Google Inc is working on a new Internet encyclopedia that will consist of material submitted by people who want to be identified as experts and possibly profit from their knowledge.
The concept, outlined late on Thursday in a posting on Google's Web site, poses a potential challenge to the nonprofit Wikipedia, which has drawn upon the collective wisdom of unpaid, anonymous contributors to emerge as a widely used reference tool.
Google is calling its alternative "knol" -- the Mountain View-based company's shorthand for a "unit of knowledge."
For now, submissions are by invitation only as Google fine tunes the system, but the Internet search leader said it will eventually publish articles by all comers.
"There are millions of people who possess useful knowledge that they would love to share, and there are billions of people who can benefit from it," Ubi Manber, Google's vice president of engineering, wrote in the company's posting about the new service. "We believe that many do not share that knowledge today simply because it is not easy enough to do that."
Since it was founded on the same knowledge-sharing premise six years ago, Wikipedia has compiled 2.1 million English-language articles as well as millions more in dozens of other languages.

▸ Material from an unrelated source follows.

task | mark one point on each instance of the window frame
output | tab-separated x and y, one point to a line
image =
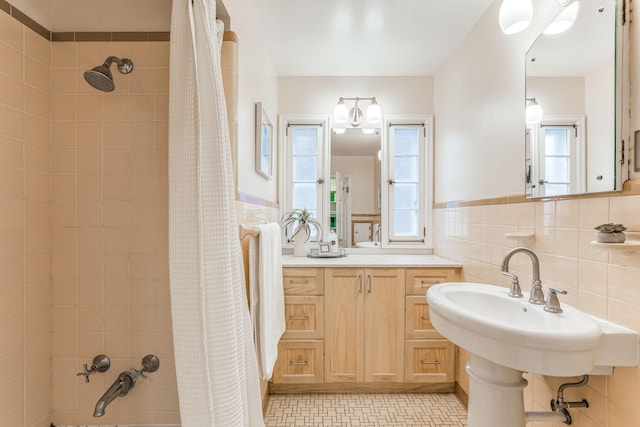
424	238
286	122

The topics cover everything from Albert Einstein's theory of relativity to video games such as Beavis and Butt-head in Virtual Stupidity.
Wikipedia attracted 56.1 million US visitors in October, making it the eighth most popular Web site, comScore Media Metrix said.
Google's properties, which include video-sharing site YouTube, drew 131.6 million US visitors, second only to Yahoo Inc.
In a Friday interview, Wikipedia founder Jimmy Wales downplayed Google's latest move.
"Google does a lot of cool stuff, but a lot of that cool stuff doesn't work out so great," he said.
Google's flops include a service that used to hire researchers to track down hard-to-find answers for befuddled Web surfers. The feature never took off in its four-year existence, prompting Google to pull the plug last year.
While Google tinkers with its encyclopedia, Wales already is poised to invade Google's turf with a Wikia search engine scheduled to debut later this month. The search engine will be operated by Wikia Inc, Wales' for-profit venture.
The Googlepedia, as some observers are already calling the new offering, will differ from Wikipedia by identifying who wrote each article and striving to reward the authors by giving them a chance to make money from Google's lucrative advertising network.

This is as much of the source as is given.